Embodiments of the present invention are shown in Fig. 1 , Fig. 2 , Fig. 3 , Fig. 4 , Fig. 5 and Fig. 6 .

Aiming at power batteries, the present invention designs a combined group method of liquid cooling/heating and fin heat transfer. In this method, the fins are opened according to the battery arrangement and the heat exchange tube arrangement, and a certain number of fins are arranged on the battery and heat exchange tubes through the installation holes on the fins. The number and spacing of the fins can be determined according to the technology of the battery module. Ask to be sure. To cool the battery, phase-change materials can be filled in the gaps of the fins. The device is equipped with a liquid separator and a liquid collector: the bottom of the liquid separator is provided with a heat exchange tube connection port, and the side is provided with a liquid inlet, which is connected to the circulation pump; the top of the liquid collector is provided with a heat exchange tube connection port, There is a liquid outlet on the side. The high-temperature cooling medium flowing out of the liquid collector can be cooled by the air-conditioning system of the new energy vehicle, or it can be cooled by air cooling. The liquid collector is covered with an insulating layer to avoid loss of cold. When the heat exchange tube is connected to the connection port of the liquid distributor and the liquid collector, the distance beyond the connection port is certain to ensure the balanced distribution of the liquid, thereby ensuring the consistency of the temperature of the battery module. When the heat exchange tube is connected to the cooling fin and the connection port of the heat exchange tube, in order to avoid the contact thermal resistance affecting the heat exchange effect, a Axially evenly equipped with high thermal conductivity silica gel.

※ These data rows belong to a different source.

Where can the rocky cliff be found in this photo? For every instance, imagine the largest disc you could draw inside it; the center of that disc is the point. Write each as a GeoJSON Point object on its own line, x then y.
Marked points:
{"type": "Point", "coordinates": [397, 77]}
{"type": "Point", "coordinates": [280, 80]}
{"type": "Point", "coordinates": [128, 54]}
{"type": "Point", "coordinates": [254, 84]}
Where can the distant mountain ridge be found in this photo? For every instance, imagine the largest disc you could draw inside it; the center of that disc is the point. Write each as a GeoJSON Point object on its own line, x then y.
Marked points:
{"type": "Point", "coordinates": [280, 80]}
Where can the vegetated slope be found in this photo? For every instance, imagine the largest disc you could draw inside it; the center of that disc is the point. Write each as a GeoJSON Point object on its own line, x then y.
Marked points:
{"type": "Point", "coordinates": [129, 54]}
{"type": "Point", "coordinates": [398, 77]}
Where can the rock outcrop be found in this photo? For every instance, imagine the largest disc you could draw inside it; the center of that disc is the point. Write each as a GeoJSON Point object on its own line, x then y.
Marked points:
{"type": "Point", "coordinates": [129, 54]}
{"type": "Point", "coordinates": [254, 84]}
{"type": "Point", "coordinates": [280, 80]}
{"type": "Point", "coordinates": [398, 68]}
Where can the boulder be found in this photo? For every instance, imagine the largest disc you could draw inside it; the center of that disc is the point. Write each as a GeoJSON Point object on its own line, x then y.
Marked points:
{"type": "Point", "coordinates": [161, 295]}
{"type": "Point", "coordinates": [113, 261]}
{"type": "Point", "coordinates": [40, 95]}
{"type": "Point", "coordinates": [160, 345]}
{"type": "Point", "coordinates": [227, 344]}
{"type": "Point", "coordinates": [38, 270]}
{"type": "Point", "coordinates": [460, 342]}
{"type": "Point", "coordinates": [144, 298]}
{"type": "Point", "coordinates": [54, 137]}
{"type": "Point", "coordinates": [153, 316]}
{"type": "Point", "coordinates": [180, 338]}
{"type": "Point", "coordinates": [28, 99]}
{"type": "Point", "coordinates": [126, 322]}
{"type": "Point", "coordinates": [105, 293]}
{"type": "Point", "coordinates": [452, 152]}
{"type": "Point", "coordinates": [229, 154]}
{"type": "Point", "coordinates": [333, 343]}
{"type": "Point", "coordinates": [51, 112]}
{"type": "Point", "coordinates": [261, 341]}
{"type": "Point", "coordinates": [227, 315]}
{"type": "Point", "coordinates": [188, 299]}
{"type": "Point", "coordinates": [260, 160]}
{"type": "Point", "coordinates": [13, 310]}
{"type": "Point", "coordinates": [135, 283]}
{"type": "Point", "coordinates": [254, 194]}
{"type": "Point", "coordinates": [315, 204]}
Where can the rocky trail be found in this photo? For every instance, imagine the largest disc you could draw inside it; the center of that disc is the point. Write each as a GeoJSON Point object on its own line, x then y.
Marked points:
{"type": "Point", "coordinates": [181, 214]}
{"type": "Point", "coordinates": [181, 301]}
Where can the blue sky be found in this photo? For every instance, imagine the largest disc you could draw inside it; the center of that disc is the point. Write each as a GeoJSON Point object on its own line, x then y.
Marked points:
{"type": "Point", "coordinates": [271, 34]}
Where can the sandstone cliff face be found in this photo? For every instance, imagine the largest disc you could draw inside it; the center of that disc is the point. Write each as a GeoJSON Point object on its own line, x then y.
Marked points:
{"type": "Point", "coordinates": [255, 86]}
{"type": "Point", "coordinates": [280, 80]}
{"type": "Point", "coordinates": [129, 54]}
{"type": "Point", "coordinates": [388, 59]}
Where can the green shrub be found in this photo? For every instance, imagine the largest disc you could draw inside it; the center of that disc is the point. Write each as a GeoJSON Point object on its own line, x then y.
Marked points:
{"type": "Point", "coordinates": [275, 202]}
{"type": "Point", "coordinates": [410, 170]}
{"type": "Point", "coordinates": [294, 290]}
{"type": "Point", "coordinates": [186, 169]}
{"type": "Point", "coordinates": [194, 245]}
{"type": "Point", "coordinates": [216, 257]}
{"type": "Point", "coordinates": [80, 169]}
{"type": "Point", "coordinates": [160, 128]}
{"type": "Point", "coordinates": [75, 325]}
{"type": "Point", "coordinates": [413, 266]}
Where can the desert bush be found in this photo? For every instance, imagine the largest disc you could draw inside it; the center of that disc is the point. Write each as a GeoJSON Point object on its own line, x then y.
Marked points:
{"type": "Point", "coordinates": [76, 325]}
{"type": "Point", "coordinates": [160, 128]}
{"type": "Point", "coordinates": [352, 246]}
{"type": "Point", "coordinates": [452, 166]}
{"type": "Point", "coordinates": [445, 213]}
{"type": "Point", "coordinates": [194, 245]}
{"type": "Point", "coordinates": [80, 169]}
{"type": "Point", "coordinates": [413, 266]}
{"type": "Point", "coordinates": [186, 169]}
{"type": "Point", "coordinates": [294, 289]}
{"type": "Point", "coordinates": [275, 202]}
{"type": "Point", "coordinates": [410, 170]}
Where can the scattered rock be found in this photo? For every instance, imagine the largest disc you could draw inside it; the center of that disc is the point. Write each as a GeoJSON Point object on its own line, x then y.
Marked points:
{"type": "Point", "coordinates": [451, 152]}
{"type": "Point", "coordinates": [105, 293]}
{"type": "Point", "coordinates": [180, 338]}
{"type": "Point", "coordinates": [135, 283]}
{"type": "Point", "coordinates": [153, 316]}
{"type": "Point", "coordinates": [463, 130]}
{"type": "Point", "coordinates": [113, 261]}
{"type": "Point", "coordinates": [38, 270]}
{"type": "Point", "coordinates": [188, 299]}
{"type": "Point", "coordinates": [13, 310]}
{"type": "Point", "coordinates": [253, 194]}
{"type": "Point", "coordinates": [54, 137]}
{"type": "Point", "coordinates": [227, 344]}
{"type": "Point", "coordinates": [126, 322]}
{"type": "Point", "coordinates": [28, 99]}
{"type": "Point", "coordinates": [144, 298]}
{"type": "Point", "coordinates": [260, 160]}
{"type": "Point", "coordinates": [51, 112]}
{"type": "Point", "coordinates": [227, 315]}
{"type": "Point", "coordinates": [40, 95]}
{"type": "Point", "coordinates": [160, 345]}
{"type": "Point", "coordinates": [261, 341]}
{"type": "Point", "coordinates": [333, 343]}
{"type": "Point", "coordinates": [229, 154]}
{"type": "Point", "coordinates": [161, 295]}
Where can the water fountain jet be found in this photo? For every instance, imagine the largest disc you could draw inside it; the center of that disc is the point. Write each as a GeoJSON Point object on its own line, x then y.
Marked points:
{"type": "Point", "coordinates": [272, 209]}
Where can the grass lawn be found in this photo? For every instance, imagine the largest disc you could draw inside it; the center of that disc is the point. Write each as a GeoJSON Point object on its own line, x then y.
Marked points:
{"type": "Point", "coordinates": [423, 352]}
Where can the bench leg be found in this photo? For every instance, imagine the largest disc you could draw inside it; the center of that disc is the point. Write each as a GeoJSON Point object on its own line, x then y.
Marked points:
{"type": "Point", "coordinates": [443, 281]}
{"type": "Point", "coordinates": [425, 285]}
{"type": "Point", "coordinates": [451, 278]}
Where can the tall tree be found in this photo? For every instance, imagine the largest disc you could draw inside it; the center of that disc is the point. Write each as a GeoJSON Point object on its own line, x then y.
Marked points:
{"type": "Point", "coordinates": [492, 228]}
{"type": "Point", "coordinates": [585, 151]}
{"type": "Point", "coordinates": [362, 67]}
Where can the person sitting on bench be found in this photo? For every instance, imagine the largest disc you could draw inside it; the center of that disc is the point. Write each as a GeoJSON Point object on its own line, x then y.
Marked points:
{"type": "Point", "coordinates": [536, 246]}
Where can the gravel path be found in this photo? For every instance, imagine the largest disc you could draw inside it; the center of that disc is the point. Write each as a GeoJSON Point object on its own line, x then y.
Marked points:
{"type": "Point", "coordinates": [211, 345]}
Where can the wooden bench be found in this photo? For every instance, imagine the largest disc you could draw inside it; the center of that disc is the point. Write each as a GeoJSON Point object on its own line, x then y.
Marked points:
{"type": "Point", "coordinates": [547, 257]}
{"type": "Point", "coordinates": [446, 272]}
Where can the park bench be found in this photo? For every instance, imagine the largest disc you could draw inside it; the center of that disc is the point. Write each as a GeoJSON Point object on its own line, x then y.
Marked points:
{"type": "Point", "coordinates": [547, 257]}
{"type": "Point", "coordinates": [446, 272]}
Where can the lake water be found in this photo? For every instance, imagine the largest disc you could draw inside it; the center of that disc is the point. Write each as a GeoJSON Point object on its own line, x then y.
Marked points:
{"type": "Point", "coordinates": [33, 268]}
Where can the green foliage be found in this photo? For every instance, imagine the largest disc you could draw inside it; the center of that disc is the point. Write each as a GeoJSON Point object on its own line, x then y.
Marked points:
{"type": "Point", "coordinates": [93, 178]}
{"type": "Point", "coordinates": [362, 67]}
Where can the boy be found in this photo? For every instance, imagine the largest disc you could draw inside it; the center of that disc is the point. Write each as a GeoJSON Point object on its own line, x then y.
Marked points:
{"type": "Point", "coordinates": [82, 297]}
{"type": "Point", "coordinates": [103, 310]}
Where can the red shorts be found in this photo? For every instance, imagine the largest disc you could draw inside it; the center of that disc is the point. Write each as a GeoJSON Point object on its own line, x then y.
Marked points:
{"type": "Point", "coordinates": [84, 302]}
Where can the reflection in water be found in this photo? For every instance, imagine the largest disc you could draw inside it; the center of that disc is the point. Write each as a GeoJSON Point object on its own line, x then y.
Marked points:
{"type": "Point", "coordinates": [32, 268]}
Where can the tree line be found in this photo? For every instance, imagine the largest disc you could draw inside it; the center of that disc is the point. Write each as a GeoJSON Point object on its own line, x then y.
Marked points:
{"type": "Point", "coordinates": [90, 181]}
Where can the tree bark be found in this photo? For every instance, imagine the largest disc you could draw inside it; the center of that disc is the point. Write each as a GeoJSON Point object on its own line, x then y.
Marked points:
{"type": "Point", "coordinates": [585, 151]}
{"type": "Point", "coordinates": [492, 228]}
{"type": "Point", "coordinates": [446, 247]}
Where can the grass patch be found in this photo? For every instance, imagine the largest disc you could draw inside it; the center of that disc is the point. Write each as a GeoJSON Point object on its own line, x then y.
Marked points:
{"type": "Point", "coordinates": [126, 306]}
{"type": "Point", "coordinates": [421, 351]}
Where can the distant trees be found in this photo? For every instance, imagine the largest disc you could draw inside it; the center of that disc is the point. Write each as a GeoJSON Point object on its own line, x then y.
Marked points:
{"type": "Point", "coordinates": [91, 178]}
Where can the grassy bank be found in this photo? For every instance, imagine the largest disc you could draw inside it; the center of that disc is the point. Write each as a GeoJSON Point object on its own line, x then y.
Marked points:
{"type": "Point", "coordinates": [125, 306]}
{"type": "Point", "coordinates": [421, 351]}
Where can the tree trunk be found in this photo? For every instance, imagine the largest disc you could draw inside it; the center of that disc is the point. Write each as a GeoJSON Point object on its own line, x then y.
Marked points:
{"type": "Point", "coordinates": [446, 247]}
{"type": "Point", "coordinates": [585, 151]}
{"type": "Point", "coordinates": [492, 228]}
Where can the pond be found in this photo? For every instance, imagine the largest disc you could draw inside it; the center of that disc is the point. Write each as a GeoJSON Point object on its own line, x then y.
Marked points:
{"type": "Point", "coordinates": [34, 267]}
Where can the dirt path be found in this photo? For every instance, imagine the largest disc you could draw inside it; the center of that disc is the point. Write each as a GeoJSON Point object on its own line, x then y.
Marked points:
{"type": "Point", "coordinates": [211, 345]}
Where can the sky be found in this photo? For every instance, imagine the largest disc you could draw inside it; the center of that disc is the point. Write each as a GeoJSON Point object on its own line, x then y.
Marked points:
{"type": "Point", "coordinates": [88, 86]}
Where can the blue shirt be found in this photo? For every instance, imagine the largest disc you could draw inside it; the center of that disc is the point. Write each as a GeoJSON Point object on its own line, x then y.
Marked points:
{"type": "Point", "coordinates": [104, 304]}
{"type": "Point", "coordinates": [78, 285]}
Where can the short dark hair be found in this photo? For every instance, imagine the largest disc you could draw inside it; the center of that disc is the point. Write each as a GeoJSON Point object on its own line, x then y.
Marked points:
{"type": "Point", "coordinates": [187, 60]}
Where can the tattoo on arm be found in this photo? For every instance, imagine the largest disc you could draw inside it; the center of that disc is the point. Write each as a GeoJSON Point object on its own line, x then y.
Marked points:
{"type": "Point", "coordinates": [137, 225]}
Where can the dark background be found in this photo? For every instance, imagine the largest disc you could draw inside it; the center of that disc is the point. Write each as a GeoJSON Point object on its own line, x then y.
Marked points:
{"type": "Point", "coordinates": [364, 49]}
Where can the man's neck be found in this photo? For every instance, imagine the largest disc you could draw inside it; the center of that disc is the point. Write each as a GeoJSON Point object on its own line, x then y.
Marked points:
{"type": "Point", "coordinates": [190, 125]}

In this method, the material of the liquid separator, the liquid collector and the heat exchange tube can be copper with high thermal conductivity, and the fins can be copper fins or aluminum fins. The type of the liquid cooling medium is not limited, and the cooling medium with high thermal conductivity and low viscosity is preferred.

Claims (5)

1. Liquid cooling/heating combined with fin heat transfer to form a battery group method, characterized in that the fins are provided with battery installation holes and heat exchange tube installation holes, through the battery installation holes and heat exchange tube installation holes on the fins Arrange multiple fins on the battery and heat exchange tubes, and fill the gaps between adjacent fins with phase change materials; the fins are equipped with finned heat exchange devices, and the finned heat exchange devices are equipped with liquid separators and liquid collectors The bottom of the liquid separator is equipped with a heat exchange tube connection port, and the side is provided with a heat exchange medium inlet, which is connected to the circulation pump; the top of the liquid collector is provided with a heat exchange tube connection port, and the side is provided with a heat exchange medium Heat medium outlet. 2. The method according to claim 1, characterized in that, the liquid separator is externally coated with an insulating layer. 3. The method according to claim 1, characterized in that, when the heat exchange tube is connected to the liquid separator or the liquid collector, it exceeds the connecting port of the heat exchange tube by a certain distance. 4. The method according to claim 1, characterized in that silica gel is evenly provided along the axial direction at the connection between the heat exchange tube and the fin, the connection port of the liquid separator cooling pipe and/or the connection port of the liquid collector cooling pipe. 5. The method according to claim 1, wherein the positions, sizes and numbers of the battery installation holes and the heat exchange tube installation holes are determined according to the battery module.